La mode est décidément aux espions, qu’on les expulse, qu’on les étudie, qu’on les filme ou même qu’ils geignent ou crânent en écrivant leurs mémoires. Après le douloureux hors-série du Monde, qu’il est amicalement recommandé d’éviter, un nouveau supplément est donc apparu dans nos kiosques, cette fois du Point.

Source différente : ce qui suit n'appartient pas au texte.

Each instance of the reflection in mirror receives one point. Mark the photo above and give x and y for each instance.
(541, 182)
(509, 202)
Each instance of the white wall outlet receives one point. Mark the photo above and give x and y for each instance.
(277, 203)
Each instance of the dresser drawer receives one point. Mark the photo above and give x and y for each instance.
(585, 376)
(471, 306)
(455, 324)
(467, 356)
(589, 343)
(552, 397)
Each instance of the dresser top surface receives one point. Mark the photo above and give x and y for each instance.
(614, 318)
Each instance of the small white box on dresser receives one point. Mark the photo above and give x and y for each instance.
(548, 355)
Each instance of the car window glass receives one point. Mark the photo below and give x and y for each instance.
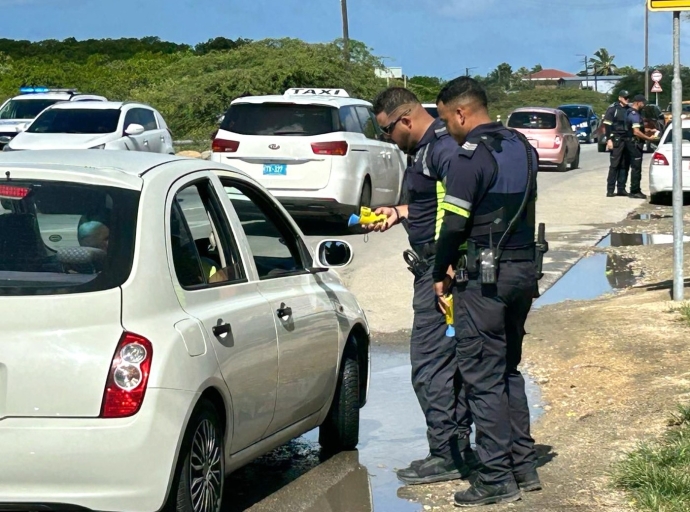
(147, 119)
(271, 241)
(349, 120)
(367, 122)
(203, 249)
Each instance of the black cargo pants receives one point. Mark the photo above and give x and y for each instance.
(435, 376)
(489, 329)
(634, 150)
(618, 166)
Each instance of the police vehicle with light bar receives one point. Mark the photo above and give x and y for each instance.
(319, 151)
(18, 112)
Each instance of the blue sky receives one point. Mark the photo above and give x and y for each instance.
(424, 37)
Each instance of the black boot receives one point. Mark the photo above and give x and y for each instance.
(487, 494)
(528, 481)
(432, 469)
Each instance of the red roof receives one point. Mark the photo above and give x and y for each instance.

Disons-le d’entrée, c’est mieux que ce qui a été produit par Le Monde, malgré des ressemblances amusantes. L’interview misérable de Marc Dugain trouve par exemple son équivalent dans l’entretien accordé par Cédric Bannel, énarque, homme d’affaires talentueux, sportif de haut niveau et auteur de romans d’espionnage à peine lisibles. Si Dugain écrit des romans de gare, sans doute peut-on qualifier ceux de Bannel de romans d’aéroport. Au moins cet auteur assume-t-il sa fascination pour le monde du renseignement, son analyse du monde contemporain étant aussi convaincante qu’une une du JDD.
Ce nouveau hors-série présente, lui aussi, quelques défauts agaçants. Dès son introduction, on y parle de James Bond sous la plume de Romain Gubert, et on s’interroge donc d’entrée sur la qualité du travail accompli. A quoi bon diffuser une revue que l’on veut sérieuse en utilisant encore et encore les mêmes clichés imbéciles et tellement datés ? De même s’étonne-t-on des choix bibliographiques – quelques titres étant plus que dispensables – ou de la sélection des séries télévisées (24 heures chrono ? Vraiment ?) disponibles à la fin de la revue. On pourra aussi sourire en lisant que le Bureau des légendes est la « meilleure série française sur les agents sous couverture de la DGSE » alors qu’il s’agit en réalité de la « seule série française sur les agents sous couverture de la DGSE ». Ce service est d’ailleurs encore surnommé « La Piscine », un sobriquet que seule la presse utilise et qui est la marque d’un certain amateurisme.
Pour le reste, ce hors-série, en grande partie construit sur des contributions de Jean Guisnel, l’authentique expert maison, n’a rien de honteux. On y parle services russes et chinois, on y parle cyber et espace, on y parle anticipation des crises et IA, et on y revient sur des moments difficiles (Auckland en 1985, par exemple) ou sur des trahisons réelles ou redoutées (cf. l’article de Claire Meynial sur Paul Redmond). Forcément, tout n’y est pas parfait et affirmer que la CIA serait revenue au premier plan à l’occasion de l’invasion de l’Ukraine par la Très Sainte Rodina c’est oublier que la célèbre agence américaine a été aux premières loges de la guerre contre al-Qaïda et l’Etat islamique (Oussama Ben Laden n’est pas mort d’une intoxication alimentaire après avoir mangé un kekab près de la place Saint-Michel, et les différents califes successivement tués en Syrie ne l’ont pas été par les troupes russes ou syriennes, trop occupées à piller, violer et torturer pour lutter contre des terroristes, mais bien par des unités américaines, dûment renseignées). De même, il était sans doute possible de se priver des confessions d’un ancien dont on murmure que la carrière n’aurait pas été aussi glorieuse que ce qu’il en dit et qui se livre depuis quelques mois à une gênante campagne d’auto réhabilitation évoquant un ancien Président.
Le hors-série du Point, qui nous refait le coup des guerres secrètes, vaut d’abord pour les deux entretiens réalisés avec un ancien DGSE, Bernard Bajolet, et l’actuel, Bernard Emié – le second ayant succédé au premier.
Si l’interview de « Bajo » est courte et sans révélations, celle du DG actuel est plus dense et aussi plus sentencieuse. Bernard Emié reprend la formule de l’action clandestine comme ADN de son service, comme il l’avait fait dans Le Figaro en 2020 et se réfère, à raison, à la France libre et à la Résistance. Très maîtrisés, et sans nul doute attentivement relus, ses propos sont d’une parfaite orthodoxie : son service a pour mission d’éclairer et d’appuyer les prises de décisions des autorités, et tous les moyens dont il dispose servent cet objectif.
Malgré des questions que l’on croirait posées accoudé à un bar, l’interview ne manque donc pas d’intérêt, les passages concernant l’Ukraine étant à lire avec une extrême attention aussi bien pour ce qu’ils disent et ne disent pas que pour ce qu’ils croient dire et disent vraiment.
Un hors-série qui n’est pas indigne et qui peut même servir d’initiation aux jeunes gens que le plus intéressant métier du monde tenterait.